# Minnesota 2012 crop yield forcasts



## Vol (Jul 5, 2009)

Well....here you go Cy....sounds like you folks were living on the right side this summer. Minnesota leads the way in projected crop yields.

Regards, Mike

http://www.agweb.com..._strong_yields/


----------



## swmnhay (Jun 13, 2008)

_Yea Mn is going to do ok.The driest part of the state was the sw corner unfortunatly.It is going to be highly variable here.Soil type and scattered rain showers will make huge differences.Just west of me 10 miles there is more sand and they are hurting bad.A ethanol plant did a crop tour thre thier and nw iowa and come up with 98 bpa avg,from 0-228 bpa.Central Mn is going to have bumper corn crop,al the June rains went north of me and they are sitting good._

_Most of my ground is heavy soil and corn is going to be ok,beans alot of blossums aborted in the heat.Alfalfa good 1st cut poor 2 nd cut.Crap 3 rd cut.Grass porr 1st cut from frost.Crap to none 2 nd cut.l_

_When I say central Mn,I actually meen the area where they grow corn.Most corn is grown in southern Mn about the bottom 200 miles.Above that there is a lot more forests,lakes and pastures with some scattered tillable ground.A little more corn farther north on west edge in the Red River valley._


----------



## ARD Farm (Jul 12, 2012)

Is Minnesota part of the Union? Never heard of it.


----------



## NDVA HAYMAN (Nov 24, 2009)

Cy, Sounds like Blue Earth, Mn. is THE garden spot.


----------



## swmnhay (Jun 13, 2008)

ARD Farm said:


> Is Minnesota part of the Union? Never heard of it.

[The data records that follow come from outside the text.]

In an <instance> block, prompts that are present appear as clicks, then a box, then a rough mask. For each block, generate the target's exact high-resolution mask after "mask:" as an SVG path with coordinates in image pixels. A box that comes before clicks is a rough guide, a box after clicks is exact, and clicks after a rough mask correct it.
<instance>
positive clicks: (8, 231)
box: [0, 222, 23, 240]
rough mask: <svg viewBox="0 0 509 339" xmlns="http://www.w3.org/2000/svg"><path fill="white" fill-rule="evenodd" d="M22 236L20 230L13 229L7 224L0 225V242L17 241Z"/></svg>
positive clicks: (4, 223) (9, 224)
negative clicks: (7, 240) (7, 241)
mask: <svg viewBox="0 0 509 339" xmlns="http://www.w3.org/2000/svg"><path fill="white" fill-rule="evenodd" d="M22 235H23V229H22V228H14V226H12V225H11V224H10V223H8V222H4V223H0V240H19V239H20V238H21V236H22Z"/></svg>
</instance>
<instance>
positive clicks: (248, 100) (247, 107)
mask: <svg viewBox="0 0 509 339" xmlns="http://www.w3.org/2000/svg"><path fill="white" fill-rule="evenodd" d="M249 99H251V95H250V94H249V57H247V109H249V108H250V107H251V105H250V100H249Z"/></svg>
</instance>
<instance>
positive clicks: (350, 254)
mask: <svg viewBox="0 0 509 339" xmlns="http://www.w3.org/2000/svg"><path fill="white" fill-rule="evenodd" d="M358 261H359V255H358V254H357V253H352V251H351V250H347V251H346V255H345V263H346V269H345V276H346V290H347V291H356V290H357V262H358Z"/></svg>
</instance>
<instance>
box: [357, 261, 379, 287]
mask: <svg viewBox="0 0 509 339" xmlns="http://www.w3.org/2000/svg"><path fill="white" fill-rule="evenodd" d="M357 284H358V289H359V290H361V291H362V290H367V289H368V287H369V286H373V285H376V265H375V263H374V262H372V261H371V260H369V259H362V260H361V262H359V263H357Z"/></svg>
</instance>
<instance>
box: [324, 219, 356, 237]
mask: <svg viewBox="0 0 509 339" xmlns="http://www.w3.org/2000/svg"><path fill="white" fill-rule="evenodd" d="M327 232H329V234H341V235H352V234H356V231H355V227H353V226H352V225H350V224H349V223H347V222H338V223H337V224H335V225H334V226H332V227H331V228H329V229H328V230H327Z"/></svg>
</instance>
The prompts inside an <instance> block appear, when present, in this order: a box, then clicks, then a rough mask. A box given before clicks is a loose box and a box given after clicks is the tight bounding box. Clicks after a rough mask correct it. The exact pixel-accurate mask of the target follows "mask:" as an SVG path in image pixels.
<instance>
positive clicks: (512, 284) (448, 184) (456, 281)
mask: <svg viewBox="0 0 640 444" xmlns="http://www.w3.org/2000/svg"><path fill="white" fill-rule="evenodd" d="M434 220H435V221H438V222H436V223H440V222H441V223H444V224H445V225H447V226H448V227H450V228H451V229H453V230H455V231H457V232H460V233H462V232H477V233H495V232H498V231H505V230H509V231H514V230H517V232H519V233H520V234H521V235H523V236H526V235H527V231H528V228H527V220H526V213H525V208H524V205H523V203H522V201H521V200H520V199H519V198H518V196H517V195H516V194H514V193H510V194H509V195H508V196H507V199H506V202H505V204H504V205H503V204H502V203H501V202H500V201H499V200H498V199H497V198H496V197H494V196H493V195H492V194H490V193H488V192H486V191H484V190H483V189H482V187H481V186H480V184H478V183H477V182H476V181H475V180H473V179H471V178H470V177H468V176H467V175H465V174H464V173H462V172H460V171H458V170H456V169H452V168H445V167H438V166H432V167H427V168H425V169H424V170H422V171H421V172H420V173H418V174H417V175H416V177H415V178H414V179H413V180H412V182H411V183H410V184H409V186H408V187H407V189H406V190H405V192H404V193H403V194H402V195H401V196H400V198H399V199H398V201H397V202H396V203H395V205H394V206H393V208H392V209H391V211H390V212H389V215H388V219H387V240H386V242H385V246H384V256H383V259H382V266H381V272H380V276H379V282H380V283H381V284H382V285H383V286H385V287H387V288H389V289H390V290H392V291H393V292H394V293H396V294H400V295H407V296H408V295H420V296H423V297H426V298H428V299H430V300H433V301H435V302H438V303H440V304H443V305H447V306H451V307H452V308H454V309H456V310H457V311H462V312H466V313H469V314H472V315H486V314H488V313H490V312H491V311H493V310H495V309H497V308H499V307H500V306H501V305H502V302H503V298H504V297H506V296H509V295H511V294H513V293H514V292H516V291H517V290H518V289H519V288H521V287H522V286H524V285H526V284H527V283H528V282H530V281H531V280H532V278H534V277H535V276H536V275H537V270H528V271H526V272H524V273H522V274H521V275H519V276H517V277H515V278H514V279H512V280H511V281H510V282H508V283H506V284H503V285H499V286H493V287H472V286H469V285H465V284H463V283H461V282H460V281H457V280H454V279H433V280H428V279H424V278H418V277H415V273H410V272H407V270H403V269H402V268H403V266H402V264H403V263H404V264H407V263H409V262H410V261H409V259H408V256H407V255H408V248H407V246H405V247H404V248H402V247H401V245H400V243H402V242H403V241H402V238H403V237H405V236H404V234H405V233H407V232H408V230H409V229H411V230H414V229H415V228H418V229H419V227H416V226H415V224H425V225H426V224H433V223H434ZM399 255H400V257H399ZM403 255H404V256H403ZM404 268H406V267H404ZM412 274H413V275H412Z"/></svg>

Sometimes I wish it wasn't.But then their is the Twin Cities.They call the rest of the state out state Mn.Most of our tax $ goes to Metro area.

In the SW corner we get out TV news from SD.So we know more of SD politics,etc then Mn.

Anyway we are up here close to the tundra.


----------



## swmnhay (Jun 13, 2008)

NDVA HAYMAN said:


> Cy, Sounds like Blue Earth, Mn. is THE garden spot.


Most of the state is pretty good the poorest is the 4 counties in SW corner.Talked to guy west of cities 200+ bu corn he is thinking.

Just got off phone with a friend that is chopping corn across from one of my farms.Crop adj pegs it at 100 bpa.

I've done kernal counts from 150-220 on mine.Scattered over 38 miles so rains were variable.


----------